Pero ese último golpe también provino de él, un golpe aterrador. Ese poder definitivamente no era algo que una persona común pudiera desatar.
¿Por qué, entonces, parece una persona común y corriente?
¿No es bueno? ¿Podría ser que haya alcanzado el reino de la Tierra Pura, donde uno puede concentrar toda la energía y la sangre del cuerpo en un solo punto del dantian? Cuando no lo libera, parece una persona común y corriente, ¡pero una vez que lo hace, es devastador!
—¿Li Yang? —preguntó Han Qinhu con incertidumbre. Según su intuición, aunque Li Yang era extremadamente poderoso y excepcionalmente talentoso, su fuerza seguía siendo inferior a la de Luo Tian.
Si Luo Tian no hubiera tenido tan mala suerte hoy, cayendo en la trampa, Li Yang ya estaría muerto. Además, ya había visto la foto de Li Yang y hasta lo había visto en persona desde lejos. Creía que Li Yang no era rival para él; estaba seguro de que podría dejarlo lisiado o incluso matarlo si se atrevía a atacarlo.
Pero hoy, de repente, se dio cuenta de que su confianza había flaqueado. Ya no tenía la certeza de la victoria.
“Así es. ¡Soy Li Yang! Usted debe ser el tal Han Qinhu, ¿verdad?”, dijo Li Yang con calma.

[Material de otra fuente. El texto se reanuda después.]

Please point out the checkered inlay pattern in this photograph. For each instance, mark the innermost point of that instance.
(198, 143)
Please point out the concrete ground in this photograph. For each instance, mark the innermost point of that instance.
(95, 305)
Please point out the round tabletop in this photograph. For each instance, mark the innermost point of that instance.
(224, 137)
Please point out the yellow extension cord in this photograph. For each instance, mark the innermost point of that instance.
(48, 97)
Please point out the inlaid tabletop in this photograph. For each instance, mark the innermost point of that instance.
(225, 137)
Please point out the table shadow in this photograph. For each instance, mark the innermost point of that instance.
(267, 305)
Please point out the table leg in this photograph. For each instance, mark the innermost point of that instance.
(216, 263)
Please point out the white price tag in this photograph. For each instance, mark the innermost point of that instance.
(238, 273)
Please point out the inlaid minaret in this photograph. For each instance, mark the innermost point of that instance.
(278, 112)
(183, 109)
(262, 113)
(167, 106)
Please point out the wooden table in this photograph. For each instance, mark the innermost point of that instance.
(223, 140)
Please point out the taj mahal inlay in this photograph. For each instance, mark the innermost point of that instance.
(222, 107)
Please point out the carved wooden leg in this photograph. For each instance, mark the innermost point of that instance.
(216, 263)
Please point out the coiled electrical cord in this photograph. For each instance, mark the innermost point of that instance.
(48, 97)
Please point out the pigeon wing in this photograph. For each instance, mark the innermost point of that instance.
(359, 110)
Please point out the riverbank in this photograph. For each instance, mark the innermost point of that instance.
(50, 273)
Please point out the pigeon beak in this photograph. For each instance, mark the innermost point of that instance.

¿"¿Supuesto? ¡Hmph! ¿Crees que no me atrevería a matarte? Otros temen a Hongmen, ¡pero yo no!", se burló Han Qinhu. Solo sonreía dulcemente cuando jugaba con el gato y el ratón; cuando se enfurecía o se ponía serio, su expresión era tan solemne como el granito.
En ese momento, estaba sumamente serio. Su anterior sonrisa pretenciosa y aduladora había desaparecido por completo. La presión del enemigo era inmensa.

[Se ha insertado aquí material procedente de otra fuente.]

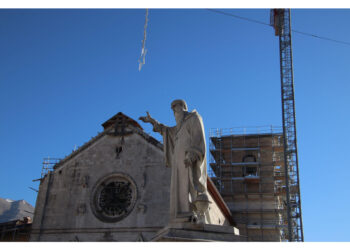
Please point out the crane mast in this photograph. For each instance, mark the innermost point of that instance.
(280, 20)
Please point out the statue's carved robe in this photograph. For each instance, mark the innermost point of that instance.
(186, 182)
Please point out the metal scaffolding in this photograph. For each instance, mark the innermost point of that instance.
(247, 166)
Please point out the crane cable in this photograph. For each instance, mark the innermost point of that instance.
(259, 22)
(143, 50)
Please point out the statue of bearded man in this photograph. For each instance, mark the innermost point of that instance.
(185, 153)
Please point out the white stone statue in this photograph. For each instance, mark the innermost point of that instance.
(185, 153)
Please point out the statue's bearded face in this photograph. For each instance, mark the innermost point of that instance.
(179, 112)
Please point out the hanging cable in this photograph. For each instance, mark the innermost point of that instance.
(143, 50)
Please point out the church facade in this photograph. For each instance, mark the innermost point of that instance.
(116, 187)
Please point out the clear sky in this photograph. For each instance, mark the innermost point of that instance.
(65, 72)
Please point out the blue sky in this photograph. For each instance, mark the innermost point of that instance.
(64, 72)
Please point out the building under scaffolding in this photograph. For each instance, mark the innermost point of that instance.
(247, 166)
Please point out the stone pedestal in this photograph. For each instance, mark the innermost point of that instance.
(185, 231)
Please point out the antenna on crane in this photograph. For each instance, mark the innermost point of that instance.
(280, 20)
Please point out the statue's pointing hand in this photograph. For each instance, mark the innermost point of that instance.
(147, 118)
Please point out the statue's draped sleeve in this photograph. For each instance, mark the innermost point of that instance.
(197, 147)
(168, 140)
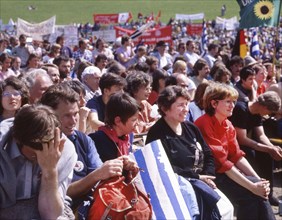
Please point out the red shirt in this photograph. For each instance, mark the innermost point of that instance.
(222, 141)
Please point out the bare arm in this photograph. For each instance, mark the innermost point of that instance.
(109, 169)
(264, 146)
(260, 188)
(95, 123)
(50, 203)
(244, 166)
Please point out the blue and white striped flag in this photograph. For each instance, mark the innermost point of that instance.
(255, 45)
(204, 38)
(160, 182)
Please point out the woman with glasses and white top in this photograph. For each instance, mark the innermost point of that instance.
(14, 94)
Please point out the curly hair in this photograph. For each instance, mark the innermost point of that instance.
(17, 84)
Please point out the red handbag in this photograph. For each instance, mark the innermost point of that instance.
(116, 199)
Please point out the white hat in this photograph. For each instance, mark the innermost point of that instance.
(249, 61)
(91, 70)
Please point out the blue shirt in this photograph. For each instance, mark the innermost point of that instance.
(88, 157)
(97, 105)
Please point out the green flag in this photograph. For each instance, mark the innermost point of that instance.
(258, 13)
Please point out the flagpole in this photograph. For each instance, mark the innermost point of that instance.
(275, 41)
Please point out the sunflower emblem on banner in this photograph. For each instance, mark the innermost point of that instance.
(264, 10)
(259, 13)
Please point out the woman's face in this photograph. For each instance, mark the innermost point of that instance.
(6, 64)
(224, 108)
(178, 110)
(143, 93)
(11, 99)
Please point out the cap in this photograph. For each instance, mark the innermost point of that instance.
(91, 70)
(161, 43)
(249, 61)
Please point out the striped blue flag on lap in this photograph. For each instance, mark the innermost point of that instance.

"No tienes miedo, ¿eh? ¡Muy bien! Xinyue, sal, ¡hay ladyboys para ver!" Li Yang se dio la vuelta de repente y dijo en tono de broma.
"¿Eh?"
"Hey-hey……"
"Jajaja..."
Los numerosos espectadores no pudieron evitar reírse.
Sobre todo Shura y Kashin, ellos dos fueron los que más se rieron.
Al ver a la hermosa Jiang Xinyue, que había venido con DARK, ambos respiraron aliviados; DARK estaba bien. Naturalmente, desconocían lo que había sucedido en el supermercado, pero al ver a Han Qinhu, no pudieron evitar preocuparse, temiendo que hubiera corrido peligro.
"¡Es verdad!" Jiang Xinyue estaba de pie no muy lejos de Li Yang, mirando a Han Qinhu con sorpresa, aparentemente sin darse cuenta de lo peligrosa que era la situación.
Capítulo 644: No estar dispuesto a aceptarlo
Las venas de la frente de Han Qinhu se hincharon, su rostro, extremadamente apuesto, comenzó a contorsionarse, sus ojos estaban casi inyectados en sangre y todo su cuerpo temblaba.
¡Enfurecido! ¡Totalmente furioso!
Sin embargo, algunos ciudadanos perspicaces entre la multitud divisaron a Jiang Xinyue y se sorprendieron bastante. ¿No era esa la famosa y hermosa presentadora de televisión? ¿Por qué estaba con Li Yang? ¿Tenían un romance? ¿Era su relación ambigua? ¡Li Yang sí que tenía buena suerte!
Por suerte, ya era bastante tarde y la vista de la gente común no era lo suficientemente buena. Solo unos pocos pudieron reconocer a Jiang Xinyue. Quienes la reconocieron habían presenciado la fuerza de Li Yang y no se atrevieron a decir nada más. Al mismo tiempo, estaban muy agradecidos con Li Yang, quien ahora los apoyaba y protegía sus propiedades y hogares. Por lo tanto, era aún menos probable que se lo contaran a nadie.